On my trip I saw that this is true: you can tell by the changes that take place in those who welcome them. In Berehove, at a student residence converted into a reception centre, I expected to meet the Bishop and some local priests. They were there, but with them were also the heads of the other Christian and Jewish communities as well as the top civil servant. It was a similar scene in Užhorod: after the Lenten Liturgy of the Presanctified Gifts in the Greek-Catholic Cathedral of Mukachevo, the Jewish and Christian leaders joined in the supper with the seminarians, and warmly greeted the Holy Father’s “ambassador”.

I was very impressed, because in those regions relations between the different confessions are often problematic and carry the burden of a history of conflict and prejudice. Suddenly, the need to welcome refugees makes possible, indeed imposes, the concrete ecumenism of solidarity: meeting and working together to respond to those in need. Being close to the poor and vulnerable brings those who welcome them closer to each other. When we behave like brothers and sisters towards them, we inevitably discover that we are all siblings, children of our Heavenly Father, children of our Blessed Mother. It sounds self-evident but we need not only say it – we have to consecrate ourselves to treating each other like brothers and sisters.

This is the good news that the Ukrainian refugees – angels unawares – share with those who welcome them: the very basic reality of their simple existence and their need for help brings everyone involved back to the essentials, and may God help us not to forget.

The profound truth touches us in the words of Pope Francis who writes in Evangelii Gaudium, speaking of the poor: "The new evangelisation is an invitation to recognise the salvific power of their lives and to place them at the centre of the Church's journey. We are called to discover Christ in them, to lend them our voice in their causes, but also to be their friends, to listen to them, to understand them and to welcome the mysterious wisdom that God wants to communicate to us through them" (EG 198).

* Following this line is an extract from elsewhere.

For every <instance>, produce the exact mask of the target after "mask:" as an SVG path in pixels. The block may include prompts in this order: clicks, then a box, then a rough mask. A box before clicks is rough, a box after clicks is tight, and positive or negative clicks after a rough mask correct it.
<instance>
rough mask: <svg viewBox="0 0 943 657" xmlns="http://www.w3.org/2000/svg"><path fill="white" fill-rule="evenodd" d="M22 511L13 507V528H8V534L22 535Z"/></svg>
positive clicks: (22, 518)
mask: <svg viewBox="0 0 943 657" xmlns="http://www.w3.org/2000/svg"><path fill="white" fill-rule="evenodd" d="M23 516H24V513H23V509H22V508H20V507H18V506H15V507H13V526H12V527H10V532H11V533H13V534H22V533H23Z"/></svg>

This is true, not only in western Ukraine, but also on the other side of the borders, in Hungary, Moldova, Poland, Romania and Slovakia, wherever those fleeing arrive after crossing the border. May this experience become firmly established and shape a different future. "Help us to be helpful" is the request stated in meetings with persons of solidarity and with public authorities at different levels. And helpful to whom? To all the heroic angels we see who hear Jesus say “I was a stranger and you welcomed me” (Mt 25:35).